David Eby, who is in charge of ICBC, says the government has to go further than policies it enacted since coming into office this past summer to deal with the agency’s economic woes and that a package of new measures will be announced in early 2018.

“What we have announced to date is not sufficient to address a corporation that is losing hundreds of millions of dollars every year, and is on track to continue to do that” Mr. Eby said in an interview.

“The expectation is that we are putting in reforms that will change ICBC from an organization that would need a 20-per-cent-plus rate increase for drivers to one that would need zero rate increase and may actually be able to provide savings on existing rates for good drivers,” he said.

Mr. Eby said the government is looking “very seriously” at caps on minor injuries, as well as court changes that would lead to quicker resolution and require fewer experts to be hired.

On the legal front, the Attorney-General said that about 25 cents of every claim dollar goes to legal costs and so there’s an opportunity there to bring costs down.

He also said the government is looking at the oversight of how auto-body costs are paid, and a more nuanced recognition of driving records so good drivers pay less and bad drivers pay more.

Mr. Eby said it is too soon to get into the economic impacts of the specific measures, saying they are now being reviewed.

“We want to turn ICBC from a money loser into a break-even organization at a minimum, and we think that the reforms that we’re looking at have the possibility of doing that, and they’re obviously critically important if we want the insurer to survive.”

Vehicle owners in B.C. are required to buy basic coverage through ICBC though they can seek optional extra coverage from private insurers.

In essence, payouts of ICBC legal costs and auto repairs are exceeding funds collected in premiums. ICBC had losses totalling more than $500-million last year. Mr. Eby has previously said the average driver can expect an annual rate increase of 8 per cent, or $130, given the difficulties.

A recent report from Ernst & Young commissioned by B.C.’s former Liberal government said rates would need to increase 30 per cent by 2019 to cover costs, and recommended various measures for dealing with ICBC’s challenges.

Mr. Eby said the report has provided some good ideas, but that the government has moved far beyond the document in seeking ideas, consulting trial lawyers and ICBC employees, among others.

ICBC chair Joy MacPhail said on Wednesday she is aware of Mr. Eby’s proposed solutions, and that changes at ICBC since the NDP have come to power are doing nothing to stem the increasing number of claims and costs of the claims.

Ms. MacPhail, a former finance minister in a previous NDP government, said caps on accident payouts will have to be “calculated, studied, modelled” and the result of extensive consultation.

But she said B.C. is behind other jurisdictions, that have made the changes the NDP is considering. “We’re the only jurisdiction in North America that has a full tort system where one can sue unreservedly for every claim, whether it be a catastrophic claim or a bodily injury claim,” she said.
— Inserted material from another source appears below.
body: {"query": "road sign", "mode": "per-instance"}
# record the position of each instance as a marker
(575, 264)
Ms. MacPhail said she expected it could take until 2019 to see positive change at ICBC. She said the Ernst & Young report was the fifth independent review done by the BC Liberals while in office.

The comments from Mr. Eby and Ms. MacPhail came as some BC Liberals reflected, at a leadership debate last weekend, on the party’s track record in managing ICBC.

Without providing details, Andrew Wilkinson said it would take a “big overhaul” of insurance regulation in B.C. to make lower ICBC rates possible.

Todd Stone, a former transportation minister, said “all creative solutions” should be considered. “We’ve got to do better for the drivers of British Columbia and that means to continue to throw everything we can to keep rates down and as affordable as possible.”